I think this will fail on a GNU/Linux 2.6 system with
/proc/sys/vm/overcommit_memory set to 2, or any other system that
behaves as Linux with overcommit to 2. (Meaning, it actually reserves
place from the swap+ram pool, so that any mmapped/sbrk'd memory can
actually be used. It permits the kernel to guarantee that even if all
programs actually use all the memory they allocate, it will be able to
serve them - albeit slowly (swap use)).
In particular, the addressing space of a 64 bit machine is, well... 64
bits, by definition. For 4kiB = 2^12 B pages, one thus needs a table
of size 2^(64-12) = 2^52 bytes, that is 4 EB. That is, on any machine
with less than that of memory (and overcommit to 2), the program will
not run. Even at one bit (and not byte) per page, that is still
16PB...
Big pages don't get you out of the problem. 4MB pages only buy you a
factor 1024, that is 4PB and 16GB.
--
Lionel
> In particular, the addressing space of a 64 bit machine is, well... 64
> bits, by definition. For 4kiB = 2^12 B pages, one thus needs a table
> of size 2^(64-12) = 2^52 bytes, that is 4 EB. That is, on any machine
> with less than that of memory (and overcommit to 2), the program will
> not run. Even at one bit (and not byte) per page, that is still
> 16PB...
> Big pages don't get you out of the problem. 4MB pages only buy you a
> factor 1024, that is 4PB and 16GB.
I got my prefixes all wrong... It is 4PiB, 16TiB, 4TiB and 16GiB...

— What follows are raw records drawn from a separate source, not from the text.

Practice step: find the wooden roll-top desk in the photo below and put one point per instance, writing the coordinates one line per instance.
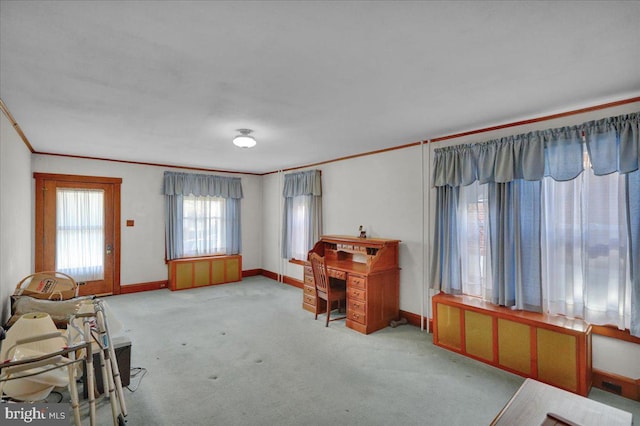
(369, 266)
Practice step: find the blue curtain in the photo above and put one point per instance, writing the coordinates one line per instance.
(177, 185)
(446, 264)
(513, 167)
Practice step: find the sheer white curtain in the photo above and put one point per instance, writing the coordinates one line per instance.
(203, 229)
(585, 249)
(301, 226)
(80, 233)
(473, 240)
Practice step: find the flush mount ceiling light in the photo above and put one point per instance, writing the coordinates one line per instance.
(243, 140)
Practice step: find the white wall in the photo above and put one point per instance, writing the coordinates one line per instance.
(142, 246)
(16, 211)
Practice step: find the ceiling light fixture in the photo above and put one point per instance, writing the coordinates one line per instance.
(243, 140)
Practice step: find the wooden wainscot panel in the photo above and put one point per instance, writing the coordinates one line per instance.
(549, 348)
(204, 271)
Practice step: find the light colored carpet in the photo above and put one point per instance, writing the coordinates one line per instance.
(248, 354)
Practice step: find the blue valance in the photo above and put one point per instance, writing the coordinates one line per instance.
(302, 183)
(613, 144)
(201, 185)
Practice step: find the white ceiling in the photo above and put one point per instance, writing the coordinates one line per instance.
(170, 82)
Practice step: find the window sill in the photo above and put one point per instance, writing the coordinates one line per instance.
(614, 333)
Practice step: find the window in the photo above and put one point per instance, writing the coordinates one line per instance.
(203, 226)
(302, 215)
(202, 215)
(474, 239)
(300, 241)
(584, 246)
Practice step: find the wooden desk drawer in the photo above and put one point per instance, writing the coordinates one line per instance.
(356, 293)
(357, 281)
(308, 280)
(354, 305)
(334, 273)
(357, 316)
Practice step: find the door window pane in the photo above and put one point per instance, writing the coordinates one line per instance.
(80, 233)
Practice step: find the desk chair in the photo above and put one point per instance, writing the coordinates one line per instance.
(325, 289)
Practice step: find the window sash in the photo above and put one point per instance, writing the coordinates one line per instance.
(203, 226)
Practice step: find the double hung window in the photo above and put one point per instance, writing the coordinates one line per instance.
(202, 215)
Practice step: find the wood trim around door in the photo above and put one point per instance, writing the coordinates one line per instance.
(40, 179)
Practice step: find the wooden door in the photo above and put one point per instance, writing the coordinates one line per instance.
(52, 256)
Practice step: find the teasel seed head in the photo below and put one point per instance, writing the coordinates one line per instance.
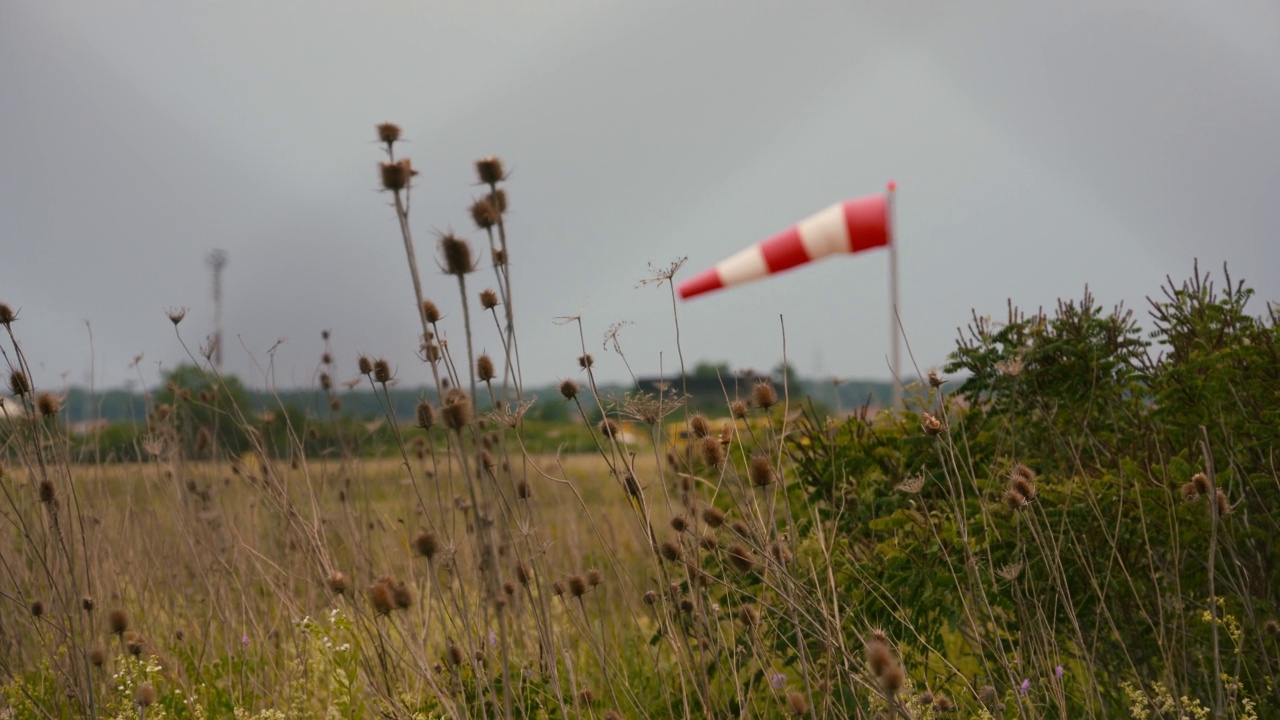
(118, 621)
(713, 516)
(489, 169)
(456, 254)
(382, 370)
(457, 410)
(498, 200)
(430, 311)
(426, 543)
(484, 369)
(425, 414)
(388, 133)
(380, 597)
(763, 395)
(796, 703)
(760, 470)
(931, 423)
(671, 550)
(740, 557)
(484, 214)
(337, 583)
(713, 452)
(398, 174)
(18, 383)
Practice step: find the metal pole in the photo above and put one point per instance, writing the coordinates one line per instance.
(895, 335)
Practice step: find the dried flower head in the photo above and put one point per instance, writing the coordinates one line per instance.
(760, 470)
(931, 423)
(485, 369)
(671, 550)
(456, 254)
(426, 543)
(18, 383)
(337, 583)
(713, 516)
(763, 395)
(388, 133)
(118, 621)
(489, 169)
(430, 313)
(398, 174)
(457, 410)
(382, 370)
(425, 414)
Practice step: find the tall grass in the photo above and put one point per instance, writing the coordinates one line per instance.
(1083, 528)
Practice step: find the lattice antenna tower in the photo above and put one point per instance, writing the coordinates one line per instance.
(216, 261)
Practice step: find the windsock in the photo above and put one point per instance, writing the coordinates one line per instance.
(845, 227)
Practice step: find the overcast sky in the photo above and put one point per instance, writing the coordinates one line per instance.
(1038, 147)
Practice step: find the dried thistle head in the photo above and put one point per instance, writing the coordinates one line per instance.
(763, 395)
(425, 414)
(489, 171)
(456, 254)
(18, 383)
(337, 583)
(484, 214)
(398, 174)
(388, 133)
(426, 543)
(485, 369)
(430, 313)
(382, 370)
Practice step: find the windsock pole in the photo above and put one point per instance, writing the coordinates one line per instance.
(895, 332)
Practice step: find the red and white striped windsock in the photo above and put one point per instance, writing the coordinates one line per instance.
(845, 227)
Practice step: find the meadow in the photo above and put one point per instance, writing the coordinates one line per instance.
(1074, 518)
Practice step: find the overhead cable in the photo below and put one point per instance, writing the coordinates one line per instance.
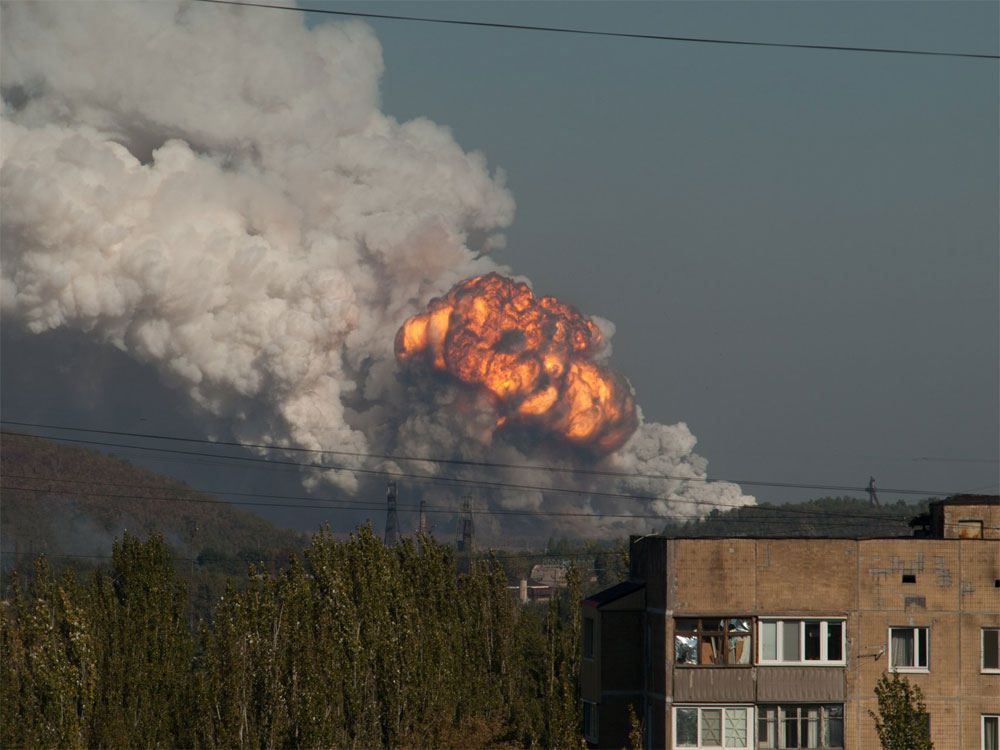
(592, 32)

>> How about allocating this array of bytes via mmap and then leave it
>> uninitialized (relying on POSIX's guarantee that it's already
>> initialized to zeros)?
>> This way you can easily have a 4GB "dense" table which doesn't use much
>> RAM since most of the 4GB will be mapped (via copy-on-write) to the same
>> "zero page".
> Even on a system like linux, which optimistically allocates memory
> (i.e. the actually underlying memory isn't allocated until you
> actually touch it), once you read the page, it has to actually exist
> in memory.
This may not be a problem (but only people that know the system
intimately will *know*), it is plausible that the ocaml runtime system
would not read any entry in the table corresponding to a page that is
not allocated. Or maybe not.
--
Lionel
It exists in memory: it's the zero page (a page that contains all zero
bytes). And it's the same physical (RAM) page used for all pages that
have been allocated but not yet written. So as long as you don't write
to it, it shouldn't use any RAM space.
Of course, it may cost in swap use (depending on optimistic allocation
and the use of MAP_NORESERVE), and it will cost in kernel memory because
the kernel has to maintain the process's page table.
But it seems like a good quick fix, which preserves the advantages of
a dense array of bytes (i.e. fast and simple lookup, compact
representation using less cache space, ...).